The next morning, while he rubbed his bruises in a hot bath, Brendon determined upon a course of action. He proposed to tell Jenny and her husband exactly what had happened to him, merely concealing the end of the story.
He breakfasted, lighted his pipe and limped over to Villa Pianezzo. He was not in reality very lame, but accentuated the stiffness. Only Assunta appeared, though Brendon’s eyes had marked Doria and Jenny together in the neighbourhood of the silkworm house as he entered the garden. He asked for Giuseppe and, having left Brendon in the sitting-room of the villa, Assunta departed. Almost immediately afterward Jenny greeted him with evident pleasure but reproved him.
“We waited an hour for supper,” she said, “then Giuseppe would wait no longer. I was beginning to get frightened and I have been frightened all night. I am thankful to see you, for I feared something serious might have happened.”
“Something serious did happen. I’ve got a strange story to tell. Is your husband within reach? He must hear it, too, I think. He may be in some danger as well as others.”
She expressed impatience and shook her head.
“Can’t you believe me? But of course you can’t. Why should you? Doria in danger! However, if you want him, you don’t want me, Mark.”
It was the first time that she had thus addressed him and his heart throbbed; but the temptation to confide in her lasted not a moment.
“On the contrary I want you both,” he answered. “I attach very great weight to the hints you have given me—not only for my sake but for your own. The end is not yet as far as you’re concerned, Jenny, for your welfare is more to me than anything else in the world—you know it. Trust me to prove that presently. But other things come first. I must do what I am here to do, before I am free to do what I long to do.”

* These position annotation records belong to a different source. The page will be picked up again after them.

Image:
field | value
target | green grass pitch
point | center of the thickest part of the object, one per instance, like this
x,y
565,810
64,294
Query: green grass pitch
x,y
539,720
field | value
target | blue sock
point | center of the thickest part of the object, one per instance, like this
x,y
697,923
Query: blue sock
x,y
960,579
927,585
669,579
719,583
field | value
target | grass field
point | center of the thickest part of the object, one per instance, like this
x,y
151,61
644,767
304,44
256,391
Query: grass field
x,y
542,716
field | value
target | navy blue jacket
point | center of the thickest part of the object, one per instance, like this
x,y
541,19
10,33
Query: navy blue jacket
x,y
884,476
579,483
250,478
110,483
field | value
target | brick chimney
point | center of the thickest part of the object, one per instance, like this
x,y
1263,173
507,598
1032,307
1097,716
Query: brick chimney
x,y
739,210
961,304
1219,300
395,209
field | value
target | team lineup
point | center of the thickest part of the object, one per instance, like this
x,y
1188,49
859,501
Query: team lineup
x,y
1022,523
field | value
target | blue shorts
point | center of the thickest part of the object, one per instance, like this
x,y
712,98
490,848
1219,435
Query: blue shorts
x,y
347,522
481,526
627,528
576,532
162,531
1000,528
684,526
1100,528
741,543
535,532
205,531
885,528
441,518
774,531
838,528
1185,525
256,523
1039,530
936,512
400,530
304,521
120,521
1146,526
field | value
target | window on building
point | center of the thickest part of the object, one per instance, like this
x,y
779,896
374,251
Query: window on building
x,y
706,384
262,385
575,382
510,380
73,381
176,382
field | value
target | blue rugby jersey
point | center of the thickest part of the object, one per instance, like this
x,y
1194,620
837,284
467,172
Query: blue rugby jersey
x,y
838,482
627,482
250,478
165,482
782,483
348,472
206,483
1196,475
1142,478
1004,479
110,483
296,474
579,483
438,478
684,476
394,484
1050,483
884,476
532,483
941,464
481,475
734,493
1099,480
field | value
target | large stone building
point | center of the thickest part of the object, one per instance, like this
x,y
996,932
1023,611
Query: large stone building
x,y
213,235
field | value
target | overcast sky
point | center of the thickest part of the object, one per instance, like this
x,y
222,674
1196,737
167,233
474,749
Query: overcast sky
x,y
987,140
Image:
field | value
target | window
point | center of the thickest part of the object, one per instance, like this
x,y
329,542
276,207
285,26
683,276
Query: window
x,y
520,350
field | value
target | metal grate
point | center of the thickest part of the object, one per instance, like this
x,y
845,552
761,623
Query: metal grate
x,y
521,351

“I trust you—and only you,” she said. “In all this bewilderment and misery, you are now the only steadfast rock to which I can cling. Don’t desert me, that’s all that I ask.”
“Never! All that’s best in me shall be devoted to you, thankfully and proudly—now that you have wished it. Trust me, I say again. Call your husband. I want to tell you both what happened to me yesterday.”
Again she hesitated and gazed intently upon him.
“Are you sure that you are wise? Would Mr. Ganns like you to tell Doria anything?”
“You will judge better when you have heard me.”
Again he longed to confide in her and show her that he understood the truth; but two considerations shut his mouth: the thought of Peter Ganns and the reflection that the more Jenny knew, the greater might be her own peril. This last conviction made him conclude their conference.
“Call him. We must not let him think that we have anything of a private nature to say to each other. It is vital that he should not imagine such a thing.”